This is a problem from Differential Calculus for Beginners by Joseph Edwards

Question

$$\lim_{x\rightarrow 0} \left(\frac{\sin x}{x}\right)^{\frac{1}{x}}$$ I attempted to expand $\sin x$ and am unsure how to proceed. $$1-\frac{x}{3!}\left[x^2-\frac{x^4}{5\times 4} \cdots \right]$$

Can anyone please help me with this Problem?

Answer 1

Write it in e to the power ln format . Then u get 1/x(Ln(sin/x)) then put limit for sin/x. I think u got the idea

Answer 2

Let $f(x) = \lim_{x\to0} (\frac{\sin(x)}{x})^{1/x}$.
A nice property of logarithms is that they can bring an exponent within a function in front.
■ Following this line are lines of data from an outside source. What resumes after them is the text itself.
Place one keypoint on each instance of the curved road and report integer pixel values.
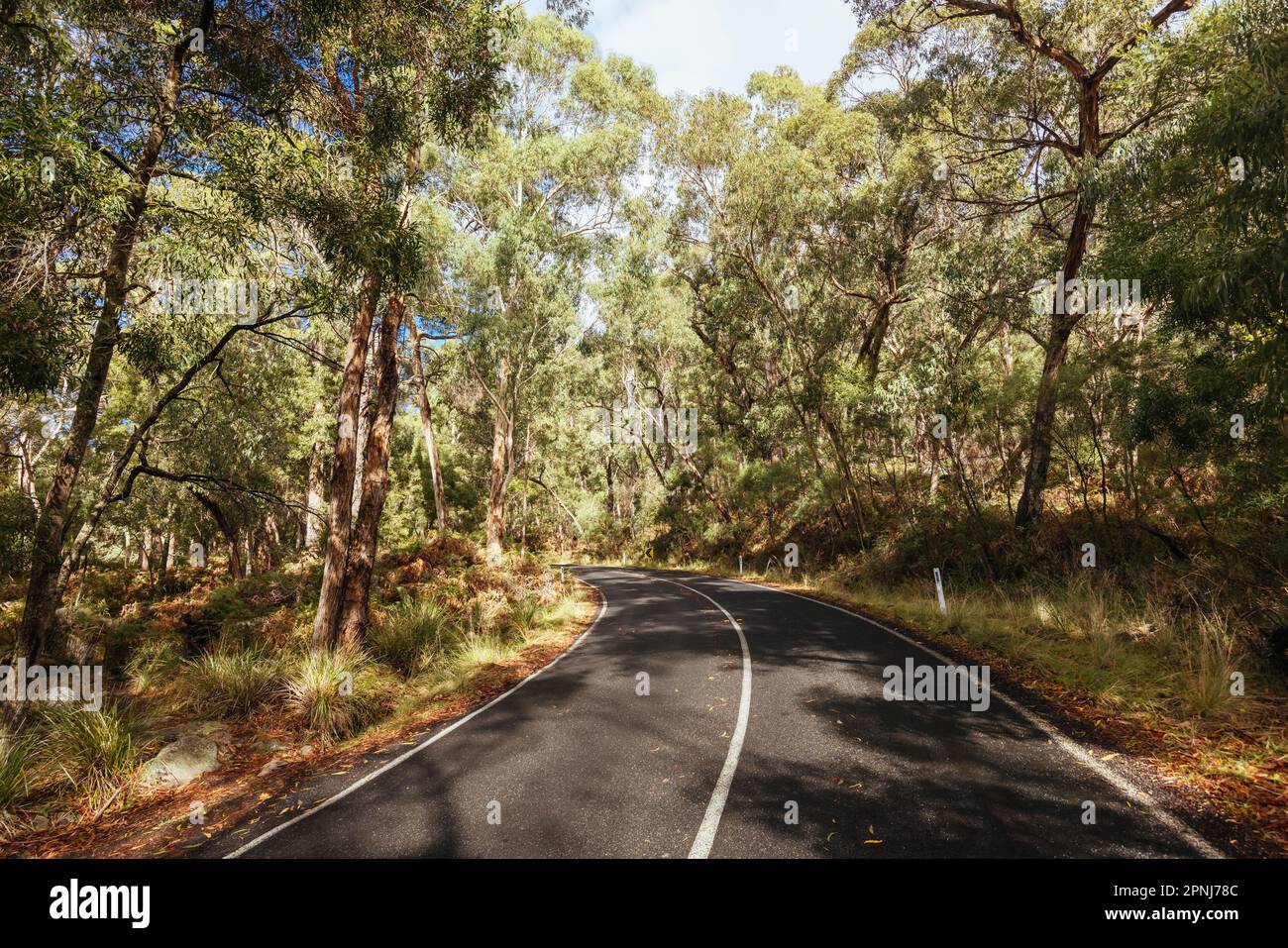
(760, 706)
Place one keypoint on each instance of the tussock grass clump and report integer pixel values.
(1211, 659)
(16, 758)
(411, 635)
(153, 661)
(94, 751)
(336, 693)
(228, 683)
(524, 614)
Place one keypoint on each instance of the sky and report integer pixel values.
(716, 44)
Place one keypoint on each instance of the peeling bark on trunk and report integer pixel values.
(47, 554)
(314, 518)
(498, 478)
(426, 425)
(1029, 509)
(339, 511)
(375, 479)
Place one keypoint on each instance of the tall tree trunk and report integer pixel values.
(228, 530)
(375, 478)
(314, 518)
(47, 554)
(498, 476)
(1029, 509)
(339, 510)
(426, 424)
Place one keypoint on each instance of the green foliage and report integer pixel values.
(226, 683)
(335, 693)
(412, 635)
(91, 750)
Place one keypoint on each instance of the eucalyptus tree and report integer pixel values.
(531, 207)
(1051, 89)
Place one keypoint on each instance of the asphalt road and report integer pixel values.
(760, 706)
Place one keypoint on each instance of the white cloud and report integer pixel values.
(702, 44)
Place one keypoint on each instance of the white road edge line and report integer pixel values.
(706, 836)
(1060, 740)
(426, 742)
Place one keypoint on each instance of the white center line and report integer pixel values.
(706, 836)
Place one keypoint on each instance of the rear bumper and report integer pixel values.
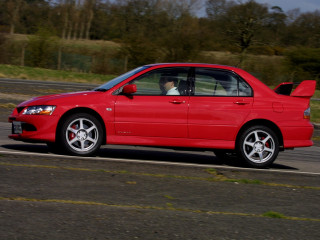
(297, 136)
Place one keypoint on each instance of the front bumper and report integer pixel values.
(33, 128)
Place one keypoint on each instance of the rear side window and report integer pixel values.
(212, 82)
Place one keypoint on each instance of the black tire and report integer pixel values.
(81, 134)
(258, 146)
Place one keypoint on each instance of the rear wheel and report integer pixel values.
(258, 146)
(81, 134)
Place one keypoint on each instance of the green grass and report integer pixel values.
(11, 71)
(315, 111)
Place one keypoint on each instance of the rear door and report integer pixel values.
(220, 103)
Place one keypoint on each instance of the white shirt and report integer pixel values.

Because of this, we have $$\ln(f(x)) = \frac{\ln(\lim_{x\to0}\frac{\sin(x)}{x})}{x}$$

We know from the squeeze theorem that $$\lim_{x\to0}\frac{\sin(x)}{x} = 1$$ Thus, we have $$\ln(f(x)) = \frac{\ln(1)}{x}$$

$\ln(1) = 0$, so we have $$\ln(f(x)) = \frac{0}{x} = 0$$ Following this, we know that $$\ln(f(x)) = 0$$ so we take both sides to the power of e: $$e^{\ln(f(x))} = e^0$$ $$f(x) = 1$$